Odiorne v Jascor, Inc. |
2019 NY Slip Op 06305 |
Decided on August 22, 2019 |
Appellate Division, Fourth Department |
Published by New York State Law Reporting Bureau pursuant to Judiciary Law § 431. |
This opinion is uncorrected and subject to revision before publication in the Official Reports. |
Decided on August 22, 2019 SUPREME COURT OF THE STATE OF NEW YORK Appellate Division, Fourth Judicial Department
PRESENT: CENTRA, J.P., PERADOTTO, DEJOSEPH, CURRAN, AND WINSLOW, JJ.
616 CA 18-01520
v
JASCOR, INC., DEFENDANT-RESPONDENT.
BOTTAR LEONE, PLLC, SYRACUSE, D.J. & J.A. CIRANDO, PLLC (JOHN A. CIRANDO OF COUNSEL), FOR PLAINTIFFS-APPELLANTS.
GOLDBERG SEGALLA LLP, SYRACUSE (HEATHER ZIMMERMAN OF COUNSEL), FOR DEFENDANT-RESPONDENT.
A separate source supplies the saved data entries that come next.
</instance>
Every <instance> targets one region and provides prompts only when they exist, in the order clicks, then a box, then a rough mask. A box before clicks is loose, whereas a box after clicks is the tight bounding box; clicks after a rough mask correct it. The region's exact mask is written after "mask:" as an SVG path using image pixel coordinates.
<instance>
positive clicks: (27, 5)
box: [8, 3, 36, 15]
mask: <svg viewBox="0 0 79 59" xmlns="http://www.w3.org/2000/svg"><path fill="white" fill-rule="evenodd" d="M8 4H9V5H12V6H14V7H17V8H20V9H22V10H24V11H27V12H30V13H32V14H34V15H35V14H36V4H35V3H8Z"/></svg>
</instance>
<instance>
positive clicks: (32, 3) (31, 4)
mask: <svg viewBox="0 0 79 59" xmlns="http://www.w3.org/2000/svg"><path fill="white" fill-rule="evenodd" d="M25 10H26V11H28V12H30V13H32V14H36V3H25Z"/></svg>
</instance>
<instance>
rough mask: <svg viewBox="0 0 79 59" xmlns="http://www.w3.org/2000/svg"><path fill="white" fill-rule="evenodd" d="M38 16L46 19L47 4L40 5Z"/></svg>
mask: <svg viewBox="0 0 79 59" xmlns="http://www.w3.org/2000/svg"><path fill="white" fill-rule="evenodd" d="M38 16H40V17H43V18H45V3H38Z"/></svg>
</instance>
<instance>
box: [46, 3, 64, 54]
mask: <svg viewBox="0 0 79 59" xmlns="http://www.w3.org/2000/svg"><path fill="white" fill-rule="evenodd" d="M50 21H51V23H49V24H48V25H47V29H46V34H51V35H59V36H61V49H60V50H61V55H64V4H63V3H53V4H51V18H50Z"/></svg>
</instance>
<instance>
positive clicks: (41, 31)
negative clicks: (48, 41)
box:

Appeal from an order of the Supreme Court, Seneca County (Daniel J. Doyle, J.), entered June 7, 2018. The order granted the motion of defendant for summary judgment, dismissed the complaint and denied the cross motion of plaintiffs to strike defendant's answer.
It is hereby ORDERED that the order so appealed from is unanimously affirmed without costs.
Memorandum: Plaintiffs commenced this action seeking to recover damages for injuries that Gloria Odiorne (plaintiff) sustained when she allegedly slipped and fell on a wet condition on the recently-mopped floor in a restaurant owned and maintained by defendant. Plaintiffs appeal from an order that granted defendant's motion for summary judgment dismissing the complaint, and denied plaintiffs' cross motion to strike the answer for failure to provide certain discovery. We affirm.
Initially, we reject plaintiffs' contention that Supreme Court erred in denying their cross motion to strike the answer pursuant to CPLR 3126 based on defendant's alleged failure to provide certain discovery. We conclude that the court properly denied the cross motion because plaintiffs did not file a motion to compel discovery pursuant to CPLR 3124 (see J.N.K. Mach. Corp. v TBW, LTD., 155 AD3d 1611, 1614 [4th Dept 2017]).
We further conclude that the court properly granted defendant's summary judgment motion. Defendant satisfied its initial burden of establishing that it maintained the premises in a reasonably safe condition (see Roros v Oliva, 54 AD3d 398, 399 [2d Dept 2008]; see generally Leone v County of Monroe, 284 AD2d 975, 975 [4th Dept 2001]). The evidence submitted in support of the motion established that defendant's employee was following "a reasonable cleaning routine" in mopping a floor that had been strewn with rock salt (Kelly v Roza 14W LLC, 153 AD3d 1187, 1188 [1st Dept 2017]). Plaintiffs' contention that defendant failed to meet its initial burden because the employee used the wrong mop and created an excessively slippery condition—i.e., like "greased glass"—is entirely speculative and not based on any evidence in the record (see Brandefine v National Cleaning Contr., 265 AD2d 441, 442 [2d Dept 1999]). We further conclude that plaintiffs' submissions did not raise an issue of fact in opposition on the issue whether the premises were maintained in a reasonably safe condition. Although, generally speaking, whether a condition is dangerous is a question for the fact-finder, "summary judgment in favor of a defendant is appropriate where[, as here,] a plaintiff fails to submit any evidence that a particular condition is actually defective or dangerous" (Langgood v Carrols, LLC, 148 AD3d 1734, 1735 [4th Dept 2017] [emphasis added]).
In addition, we conclude that defendant also satisfied its burden of establishing that it provided plaintiff with adequate warning of a potentially dangerous slippery condition. The [*2]unrefuted evidence showed that plaintiff was aware that the area of the floor where she fell was wet and potentially slippery because she admitted in her deposition testimony that she saw the employee mopping the area, as well as the wet floor sign that he had set up in the area (see McMullin v Martin's Food of S. Burlington, Inc., 122 AD3d 1103, 1105 [3d Dept 2014]). Thus, defendant made a prima facie case by submitting evidence that "plaintiff acknowledged that prior to her fall, she observed [the mopping and the wet floor sign], which led her to suspect that the [floor] was wet, but she proceeded to [traverse the area] in any event" (Brown v New York Marriot Marquis Hotel, 95 AD3d 585, 586 [1st Dept 2012]). We conclude that, in opposition, plaintiffs failed to raise an issue of fact with respect to whether defendant provided adequate warning of the allegedly slippery condition.